I have been thinking and praying about now….this very moment, this very time in our lives. We are all experiencing these events in many different ways, with differing concerns. We are trying to muddle through the fear of getting sick and the economic impact…..and are reading and hearing mixed messages that do little to comfort. We are being exposed to the best of who we are far more than the worst, though that exists. Our mental health is taking a beating we haven’t quantified in any meaningful way. We too often have little understanding of what survival means past food, shelter and utilities. It seems different for everyone.
I am in there with all the rest! But as time goes on, little time in the bigger picture, I have thought and thought about our history and how it teaches. How it informs what we now call “best practices.” How its lessons can model our way forward, whether it is 1941 or now? How do we become another “greatest generation”? What made that generation great?….they endured both the Great Depression and WWII. What will our legacy be for these days and weeks…perhaps months or years? What will the history books say about our society and our response as individuals that make up that society? What will our young people, children, grandchildren, friends and colleagues remember about each of us…how we behaved, how we spoke, how we respected one another by following suggested public health guidelines? How we interacted with a hurting world? When we think of prior national events that called for long term sacrifice, does wearing a mask pale by comparison? What model or example do we need to provide to reflect a people of character, of integrity, of compassion, of love for one another?
For those who follow the Christian gospel message, these requests are the walking responses…..loving your neighbor now means allowing your neighbor to remain well. For the vulnerable neighbor, of any age, it can mean the difference between living or dying.
36 “Teacher, which is the great commandment in the Law?” 37 And he said to him, “You shall love the Lord your God with all your heart and with all your soul and with all your mind.38 This is the great and first commandment. 39 And a second is like it: You shall love your neighbor as yourself. 40 On these two commandments depend all the Law and the Prophets.”
These photos represent ration books that belonged to husband John’s family. They were part of the national response to World War II to set price limits and ration food and other commodities in order to discourage hoarding and ensure the equitable distribution of scarce resources. Even the rationed items were dependent on availability which changed often and foods were scarce. Sugar, coffee, meat, cheese, fats, canned fish, canned milk were just some of the foods rationed. Instructions included the following: “when you have used your ration, salvage the tin cans and waste fats. They are needed to make munitions for our fighting men.” I try to imagine this happening now.

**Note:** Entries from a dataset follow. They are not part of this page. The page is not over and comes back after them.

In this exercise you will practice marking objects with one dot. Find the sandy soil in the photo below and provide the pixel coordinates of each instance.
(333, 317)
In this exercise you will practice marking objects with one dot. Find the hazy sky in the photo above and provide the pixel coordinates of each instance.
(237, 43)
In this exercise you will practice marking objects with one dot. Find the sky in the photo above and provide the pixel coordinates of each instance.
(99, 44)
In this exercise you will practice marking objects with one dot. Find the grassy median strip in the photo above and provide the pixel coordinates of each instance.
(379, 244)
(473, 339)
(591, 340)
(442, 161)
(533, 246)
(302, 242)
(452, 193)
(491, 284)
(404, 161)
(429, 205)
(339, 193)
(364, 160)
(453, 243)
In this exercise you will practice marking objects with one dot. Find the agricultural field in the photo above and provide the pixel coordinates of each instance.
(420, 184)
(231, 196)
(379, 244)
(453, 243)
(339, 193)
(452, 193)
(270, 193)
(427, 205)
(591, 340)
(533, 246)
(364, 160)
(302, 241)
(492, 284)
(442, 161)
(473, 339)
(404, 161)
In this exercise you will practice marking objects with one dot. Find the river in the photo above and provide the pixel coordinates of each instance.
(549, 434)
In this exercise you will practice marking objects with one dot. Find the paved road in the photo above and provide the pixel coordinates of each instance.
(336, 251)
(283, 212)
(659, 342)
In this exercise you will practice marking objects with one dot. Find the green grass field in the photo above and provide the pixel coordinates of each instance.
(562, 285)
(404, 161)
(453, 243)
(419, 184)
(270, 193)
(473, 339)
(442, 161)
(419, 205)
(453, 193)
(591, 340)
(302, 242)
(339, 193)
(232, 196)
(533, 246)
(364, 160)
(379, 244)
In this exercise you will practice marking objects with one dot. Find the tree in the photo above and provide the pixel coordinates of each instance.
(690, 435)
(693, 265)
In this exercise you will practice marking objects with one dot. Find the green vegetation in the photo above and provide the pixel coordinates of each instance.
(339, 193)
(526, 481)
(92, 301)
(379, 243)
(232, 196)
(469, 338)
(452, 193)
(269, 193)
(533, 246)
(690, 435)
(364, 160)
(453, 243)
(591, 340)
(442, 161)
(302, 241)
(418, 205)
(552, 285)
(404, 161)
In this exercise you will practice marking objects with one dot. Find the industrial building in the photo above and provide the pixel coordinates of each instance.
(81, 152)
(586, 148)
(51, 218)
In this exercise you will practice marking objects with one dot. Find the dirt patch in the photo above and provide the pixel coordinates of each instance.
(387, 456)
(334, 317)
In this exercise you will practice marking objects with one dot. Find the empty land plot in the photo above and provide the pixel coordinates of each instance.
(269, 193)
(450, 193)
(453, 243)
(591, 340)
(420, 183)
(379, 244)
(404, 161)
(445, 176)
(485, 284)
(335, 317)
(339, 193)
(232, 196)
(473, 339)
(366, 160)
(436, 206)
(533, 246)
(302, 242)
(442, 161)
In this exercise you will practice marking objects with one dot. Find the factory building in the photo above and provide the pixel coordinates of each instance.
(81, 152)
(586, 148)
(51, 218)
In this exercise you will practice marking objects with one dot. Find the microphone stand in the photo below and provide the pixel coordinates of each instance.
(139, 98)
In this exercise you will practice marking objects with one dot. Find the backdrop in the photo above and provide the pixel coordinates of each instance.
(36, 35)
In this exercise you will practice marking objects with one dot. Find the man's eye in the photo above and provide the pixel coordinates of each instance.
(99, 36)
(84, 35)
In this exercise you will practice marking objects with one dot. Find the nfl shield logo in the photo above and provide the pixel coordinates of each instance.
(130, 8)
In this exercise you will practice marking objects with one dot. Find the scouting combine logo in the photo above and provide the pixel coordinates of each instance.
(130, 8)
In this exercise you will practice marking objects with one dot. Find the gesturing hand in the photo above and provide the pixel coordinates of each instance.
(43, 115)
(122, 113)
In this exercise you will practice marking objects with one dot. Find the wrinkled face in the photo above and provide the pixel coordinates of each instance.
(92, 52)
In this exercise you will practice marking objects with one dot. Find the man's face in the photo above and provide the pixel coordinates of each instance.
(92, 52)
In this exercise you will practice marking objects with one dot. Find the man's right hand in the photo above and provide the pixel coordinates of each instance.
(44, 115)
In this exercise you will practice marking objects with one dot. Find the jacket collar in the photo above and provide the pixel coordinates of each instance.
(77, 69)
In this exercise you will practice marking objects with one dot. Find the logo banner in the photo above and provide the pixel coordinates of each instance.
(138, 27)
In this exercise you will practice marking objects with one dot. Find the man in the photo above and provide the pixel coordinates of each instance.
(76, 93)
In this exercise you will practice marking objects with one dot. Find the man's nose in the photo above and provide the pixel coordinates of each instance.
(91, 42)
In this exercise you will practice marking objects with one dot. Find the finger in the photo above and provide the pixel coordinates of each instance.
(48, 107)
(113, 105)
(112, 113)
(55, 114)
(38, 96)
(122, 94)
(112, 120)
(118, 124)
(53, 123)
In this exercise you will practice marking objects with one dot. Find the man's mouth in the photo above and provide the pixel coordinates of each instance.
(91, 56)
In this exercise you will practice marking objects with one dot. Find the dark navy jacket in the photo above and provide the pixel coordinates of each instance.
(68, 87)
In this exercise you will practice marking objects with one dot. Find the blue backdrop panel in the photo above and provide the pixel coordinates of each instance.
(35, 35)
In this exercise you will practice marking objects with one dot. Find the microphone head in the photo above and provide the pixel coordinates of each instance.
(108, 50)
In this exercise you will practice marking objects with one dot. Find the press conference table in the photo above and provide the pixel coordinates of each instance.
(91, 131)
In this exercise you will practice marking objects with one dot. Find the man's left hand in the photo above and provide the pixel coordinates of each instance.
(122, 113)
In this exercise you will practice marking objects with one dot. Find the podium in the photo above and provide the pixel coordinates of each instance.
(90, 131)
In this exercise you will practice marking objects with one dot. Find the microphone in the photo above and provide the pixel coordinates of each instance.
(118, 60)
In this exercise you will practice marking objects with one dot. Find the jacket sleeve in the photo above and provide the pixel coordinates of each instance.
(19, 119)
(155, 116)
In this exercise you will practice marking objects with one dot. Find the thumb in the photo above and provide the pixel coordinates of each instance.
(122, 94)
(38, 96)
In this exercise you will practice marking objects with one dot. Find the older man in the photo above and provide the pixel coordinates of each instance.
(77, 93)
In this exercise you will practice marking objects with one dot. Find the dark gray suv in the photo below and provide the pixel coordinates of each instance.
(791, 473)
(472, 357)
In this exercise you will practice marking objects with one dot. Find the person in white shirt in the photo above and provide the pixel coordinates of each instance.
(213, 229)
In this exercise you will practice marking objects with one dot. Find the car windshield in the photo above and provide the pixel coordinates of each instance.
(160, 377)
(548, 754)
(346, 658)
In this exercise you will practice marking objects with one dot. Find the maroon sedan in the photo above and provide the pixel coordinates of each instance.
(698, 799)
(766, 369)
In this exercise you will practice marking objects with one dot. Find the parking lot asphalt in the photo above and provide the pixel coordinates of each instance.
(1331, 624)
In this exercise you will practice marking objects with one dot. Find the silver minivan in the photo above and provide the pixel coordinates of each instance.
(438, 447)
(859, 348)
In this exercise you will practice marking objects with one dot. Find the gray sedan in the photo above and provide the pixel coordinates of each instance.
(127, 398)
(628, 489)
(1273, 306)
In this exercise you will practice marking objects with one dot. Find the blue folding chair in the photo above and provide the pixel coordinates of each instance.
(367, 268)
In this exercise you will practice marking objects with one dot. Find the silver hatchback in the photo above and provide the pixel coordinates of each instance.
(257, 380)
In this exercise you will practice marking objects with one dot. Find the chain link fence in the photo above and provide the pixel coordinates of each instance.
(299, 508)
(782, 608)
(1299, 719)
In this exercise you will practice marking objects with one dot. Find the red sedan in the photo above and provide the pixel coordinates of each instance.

Other items rationed included automobiles, tires, gasoline, fuel oil, nylon, silk and shoes.
Many of us have heard of these events first hand, through the words of parents or grandparents. Some were children during those years…..John included. Many of you might say the same. He remembers soldiers on their farm property, maneuvers an every day event. He remembers his mother cooking for the soldiers with food from their “Victory Garden,” another federally suggested response that provided 40% of the vegetables grown during the war. For those who lived in cities, window boxes proved to work for growing small amounts. The goal was collective…..food for American families that therefore allowed more food to be sent overseas to soldiers.
On many fronts, in many ways, citizens worked together for the war effort and the good of all. We have mostly all heard or read of the sacrifices made on a daily basis for the duration of the war, 1941-1945. We know of the respect and appreciation long felt towards those who served, those who died and those who provided support at home. To speak of the economics of the time and the changes for individual families would add volumes to an already minimized set of paragraphs. It’s just not possible!
Wearing a mask and safe distancing seem amazingly simple. None of us should leave a legacy that includes the death of a family member…or a neighbor, because we failed to protect them by our individual choices. We haven’t lost our rights….we will always have the right to make good choices that will benefit our families as well as our neighbors.